Vegas Wild
By Deborah Coonts,
Author of Lucky Stiff
The words “Las Vegas” conjure thoughts of wild exploits, sexual highjinks, hangovers, and the scantily clad. Not too far from the truth, actually. I’ve lived here over twelve years, give or take, and this city gets under your skin. You just do stuff here you wouldn’t even think about anywhere else. And I’ve done my share.
Take male stripping. Who knew it was a contact sport? I’m not talking Chippendales or Thunder Down Under — great shows, but a bit tame, all things considered. True male stripping involves young men parading around in nothing but muscles with tiny sacks over their bananas. I think they smile too, but frankly, I don’t remember. I must not have been looking at their smiles, but I’m not admitting to anything. Anyway, the strippers paw the patrons, rubbing up against them in very provocative ways. I remember sitting across from a girlfriend of mine as one guy straddled her and ground his member into her lush chest. All I could see were his clenching butt muscles until my friend leaned around him, raised her glass, and gave me a shit-eating grin. It ruined me — I was done. Laughing does not make the strippers happy. Trust me on that one. Who knew that handsome young men in their near-all-together could be so sensitive?
Another fun evening out here in Vegas involves men and dancing, but of a different sort. You know how sometimes you just wanna dance? No fondling, no come-ons, no tired pick-up lines . . . just dance? The best place to do it in Vegas is Krave. They bill themselves as the Number One Gay Nightclub in the Country, and I would agree. Not that I have a great deal of experience, mind you, but boy is this place fun! The guys are great. They love to dance. And they are totally not interested in picking up women. A relief. Of course, if you’re in Vegas to score a bit of action, this might not be the place for you . . . unless you are gay.
And now I here the owners of Krave are opening a bar in downtown Vegas, near Freemont Street, where all the servers are drag queens. Who could resist? I plan on being first in line!

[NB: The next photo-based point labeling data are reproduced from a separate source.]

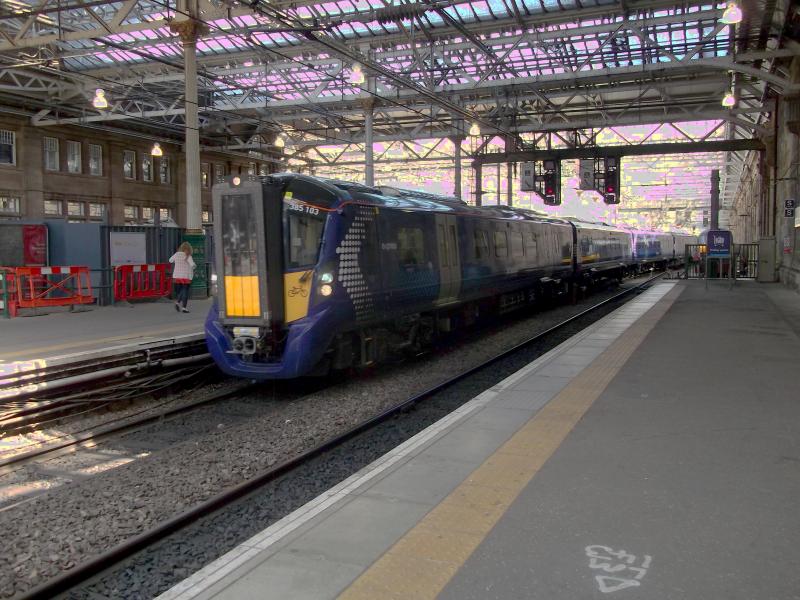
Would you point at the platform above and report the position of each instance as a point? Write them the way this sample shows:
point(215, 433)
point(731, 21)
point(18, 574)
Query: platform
point(654, 455)
point(62, 337)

Of course, if you’re into beer and butt-whacking, the Hofbräveuhaus is for you. Yup, you can sing along to what I call oompah bands — I’m sure that’s not the technical term, but you get my drift (a bunch of guys with beer bellies in Lederhosen) and you can order a flagon of beer and get paddled by a pretty girl with a wooden paddle and a major-league swing. Why anybody would want to do this is beyond me, but they do — to the delight of the restaurant patrons. And the whole thing can be memorialized for posterity by a roving photographer. This is not something I’ve experienced personally — I’m not one to pay for physical punishment and pain — but I’ve seen it done.
Oh, a word to the wise: leave the cameras at home when you visit Sin City — you’ll thank me.
So, while we’re on the subject of crazy-ass stuff I’ve seen but not participated in, let me tell you about the best party in town. Most folks think New Years is Vegas-Gone-Wild, but I beg to differ. Halloween is the night you want to be here to get your naughty on. There’s this party — The Fetish and Fantasy Ball — and the costumes are . . . creative. Often they involve spray paint and pasties. Or maybe just Saran Wrap. Or a couple of triangles of fur and string. But is it one heck of a party! The people-watching is the best part.
Did you know it is possible to eat a five star meal, served by tux-clad waiters . . . while suspended 180 feet above the ground. The views of the Strip are amazing — as long as you’re not acrophobic. It’s the only meal in town to require a seat belt — and it’s a ton of fun. Champagne toasts, filet mignon, unobstructed views, both panoramic and straight down, where else could you have this experience? It’s Vegas all the way.
Now, there’s one other thing I’m working my courage up to do. There’s this bar called the Double-Down — billed as “The Happiest Place on Earth”. They sell something called Ass Juice — it comes with Puke Insurance. I understand it’s a place you want to go when you’re craving the down and dirty, punk-rock Vegas thing. Sounds too good to pass up. Anybody game?
© 2011 Deborah Coonts, author of Lucky Stiff
Author Bio
Deborah Coonts, author of Lucky Stiff, says her mother tells her she was born in Texas a very long time ago, though she’s not totally sure — her mother can’t be trusted. But she was definitely raised in Texas on barbeque, Mexican food and beer. She currently resides in Las Vegas, where family and friends tell her she can’t get into too much trouble. Silly people. Coonts has built her own business, practiced law, flown airplanes, written a humor column for a national magazine, and survived a teenager. She is the author of the Lucky O’Toole Las Vegas adventure series.
Her first book, Wanna Get Lucky?, was released in 2010.